I don't mean to diminish the PE of the abdomen (one of the few important parts of the PE in the ED; unlike the lung exam), but please don't pretend you live in the Little House On The Prairie.

HH
Um, so what's your definition of benign?
It seems like you image anyone with pain, just the speed at which you do it changes. Sadly, that's the environment in some places.
 
Um, so what's your definition of benign?
It seems like you image anyone with pain, just the speed at which you do it changes. Sadly, that's the environment in some places.

Actually, I probably image fewer people than most ED docs.

I don't have a definition of benign. I think that was part of my point. The benign belly is something learned in residency and in at least the first few years after residency.

My other point is that the "modern" exam should identify those who require imaging (fewer than an untrained provider would determine) and what type of imaging is required and what degree of urgency is needed (which involves exam factors outside of the abdomen).

I think that continuing to palpate the acute abd so that you can pretend to determine cause of the acuity is a fun party trick that is actually remarkably inaccurate and consequently dangerous to patients.

HH
 
Actually, I probably image fewer people than most ED docs.

I don't have a definition of benign. I think that was part of my point. The benign belly is something learned in residency and in at least the first few years after residency.

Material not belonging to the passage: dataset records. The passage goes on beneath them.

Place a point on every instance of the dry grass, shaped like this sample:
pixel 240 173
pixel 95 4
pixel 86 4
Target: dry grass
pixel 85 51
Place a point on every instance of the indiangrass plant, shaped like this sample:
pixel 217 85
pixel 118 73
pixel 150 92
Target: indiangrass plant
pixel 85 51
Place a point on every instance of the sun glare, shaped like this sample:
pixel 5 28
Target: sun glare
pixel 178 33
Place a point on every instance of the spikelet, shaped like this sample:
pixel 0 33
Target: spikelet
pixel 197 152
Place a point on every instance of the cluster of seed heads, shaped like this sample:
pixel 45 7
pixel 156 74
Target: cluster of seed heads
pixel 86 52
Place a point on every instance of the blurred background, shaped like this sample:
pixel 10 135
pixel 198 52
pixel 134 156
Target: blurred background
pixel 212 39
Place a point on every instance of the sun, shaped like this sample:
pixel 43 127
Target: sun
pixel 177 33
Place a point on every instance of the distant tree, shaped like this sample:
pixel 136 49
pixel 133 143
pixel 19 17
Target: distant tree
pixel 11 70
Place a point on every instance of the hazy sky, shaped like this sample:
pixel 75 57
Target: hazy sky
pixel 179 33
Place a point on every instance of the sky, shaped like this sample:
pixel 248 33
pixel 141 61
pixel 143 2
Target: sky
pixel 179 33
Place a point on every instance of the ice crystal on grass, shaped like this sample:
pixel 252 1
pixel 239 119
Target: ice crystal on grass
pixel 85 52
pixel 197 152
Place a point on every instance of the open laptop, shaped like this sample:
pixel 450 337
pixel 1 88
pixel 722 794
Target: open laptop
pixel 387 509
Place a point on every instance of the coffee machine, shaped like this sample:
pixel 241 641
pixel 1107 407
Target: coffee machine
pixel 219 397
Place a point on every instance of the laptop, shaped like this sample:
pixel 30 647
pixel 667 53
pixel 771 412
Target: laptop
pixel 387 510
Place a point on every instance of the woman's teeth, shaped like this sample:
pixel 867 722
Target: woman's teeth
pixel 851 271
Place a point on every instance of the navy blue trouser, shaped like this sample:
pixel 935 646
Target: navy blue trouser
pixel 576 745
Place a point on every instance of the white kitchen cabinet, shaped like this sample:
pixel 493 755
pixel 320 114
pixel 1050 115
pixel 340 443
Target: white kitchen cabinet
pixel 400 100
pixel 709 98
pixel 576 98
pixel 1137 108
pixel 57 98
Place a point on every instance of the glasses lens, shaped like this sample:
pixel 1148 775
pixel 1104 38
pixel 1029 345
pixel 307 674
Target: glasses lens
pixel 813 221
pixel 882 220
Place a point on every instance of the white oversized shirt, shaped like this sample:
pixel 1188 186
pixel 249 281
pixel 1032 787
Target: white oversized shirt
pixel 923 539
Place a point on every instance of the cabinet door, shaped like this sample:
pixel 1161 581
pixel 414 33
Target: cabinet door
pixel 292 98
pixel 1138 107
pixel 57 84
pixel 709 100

My other point is that the "modern" exam should identify those who require imaging (fewer than an untrained provider would determine) and what type of imaging is required and what degree of urgency is needed (which involves exam factors outside of the abdomen).

I think that continuing to palpate the acute abd so that you can pretend to determine cause of the acuity is a fun party trick that is actually remarkably inaccurate and consequently dangerous to patients.

HH
I guess it was just how I was reading it. I work with people (and I bet most of you do as well) who really do image everyone with pain. Hence my off the cuff remark. I do have a couple surgeons who will operate based on peritonitis without imaging, but it is rare.